Large Geometric Deformations remain Difficult: While the model can handle deformations like body shape or glasses, the smoothness of extreme geometric edits has not been fully verified. ⚠️ The paper does not provide independent quantitative tables for geometric edits.
Coupling with Flux Kontext's Modulation Space: The effectiveness relies on the specific architecture of the modulation space; it may not directly apply to non-modulation-based editing models.
Potential Improvements: Using more reliable continuous edit generators (rather than post-processing morphing) or incorporating real multi-strength annotations could further push the smoothness limit.

vs.

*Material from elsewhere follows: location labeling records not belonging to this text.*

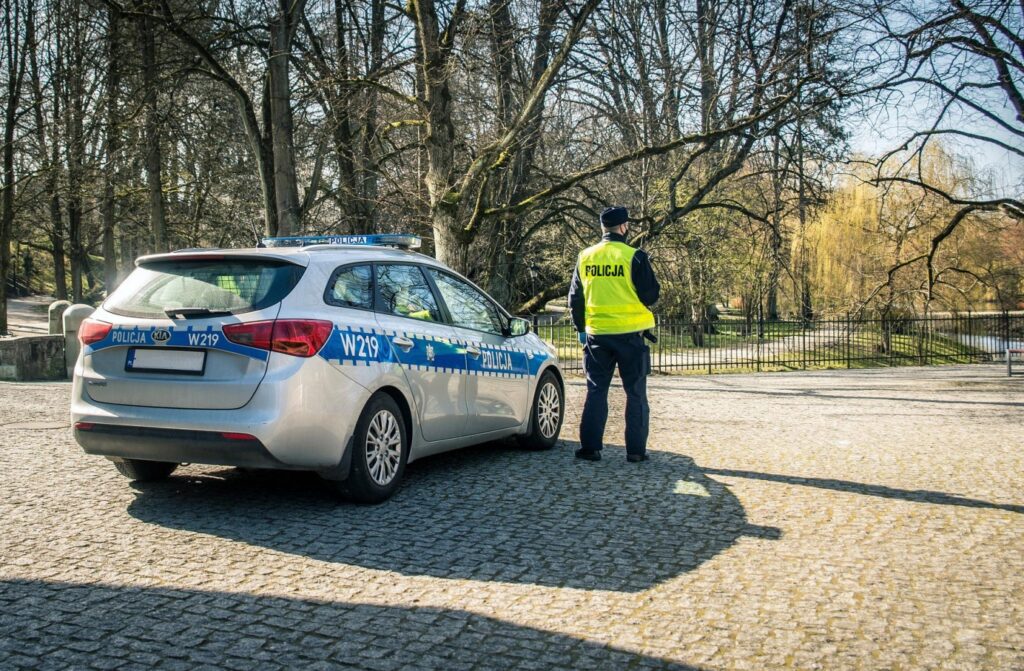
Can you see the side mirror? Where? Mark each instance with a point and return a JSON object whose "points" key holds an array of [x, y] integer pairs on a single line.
{"points": [[518, 327]]}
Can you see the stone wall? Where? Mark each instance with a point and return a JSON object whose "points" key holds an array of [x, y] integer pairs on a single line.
{"points": [[33, 358]]}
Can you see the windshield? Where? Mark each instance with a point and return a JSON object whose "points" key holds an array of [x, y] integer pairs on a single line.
{"points": [[203, 287]]}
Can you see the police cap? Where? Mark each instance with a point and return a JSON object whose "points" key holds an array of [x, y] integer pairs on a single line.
{"points": [[613, 216]]}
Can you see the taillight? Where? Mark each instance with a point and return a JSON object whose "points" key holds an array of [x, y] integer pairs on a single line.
{"points": [[93, 331], [300, 337], [295, 337], [253, 334]]}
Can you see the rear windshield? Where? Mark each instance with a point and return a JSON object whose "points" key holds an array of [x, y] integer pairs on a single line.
{"points": [[202, 287]]}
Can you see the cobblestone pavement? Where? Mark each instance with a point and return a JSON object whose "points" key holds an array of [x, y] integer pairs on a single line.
{"points": [[855, 519]]}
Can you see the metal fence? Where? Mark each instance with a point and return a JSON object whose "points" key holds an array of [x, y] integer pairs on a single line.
{"points": [[737, 345]]}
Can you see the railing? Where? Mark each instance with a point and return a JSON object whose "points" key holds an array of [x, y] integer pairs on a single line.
{"points": [[735, 345]]}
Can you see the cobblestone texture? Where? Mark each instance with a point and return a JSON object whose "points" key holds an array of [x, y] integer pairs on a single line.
{"points": [[860, 519]]}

ConceptSliders: ConceptSliders trains a LoRA for each attribute and relies on weight interpolation. Ours is a single unified model requires zero per-attribute training and outperforms it in both \(\delta_{smooth}\) (0.098 vs. 0.143) and CLIP-Dir (0.382 vs. 0.186).
vs. MARBLE: MARBLE trains adapters on synthetic 3D assets for texture control; however, it often jumps to the final state at low intensities on real images (\(\delta_{smooth}\) 2.577). Ours is more stable on real images and supports new attributes out-of-the-box.
vs. Freemorph / Diffmorpher (Edit + Interpolation): These are post-processing heuristics (interpolation in latent or weight space) that are fragile for diverse edits. Ours integrates strength into the model itself, making it faster and smoother without needing cascaded models.

Rating¶

Novelty: ⭐⭐⭐⭐⭐ Reframing continuous strength control as modulation space offset is a truly unified, zero-attribute-training paradigm.
Experimental Thoroughness: ⭐⭐⭐⭐ PIEBench + Domain-specific + Ablations + User studies are comprehensive, though quantitative evaluation of extreme geometric shifts is slightly thin.
Writing Quality: ⭐⭐⭐⭐ Motivation-design-ablation logic is very clear.
Value: ⭐⭐⭐⭐⭐ Provides a genuinely usable "strength knob" for instruction editing, applicable to modulation-based DiTs with high deployment value.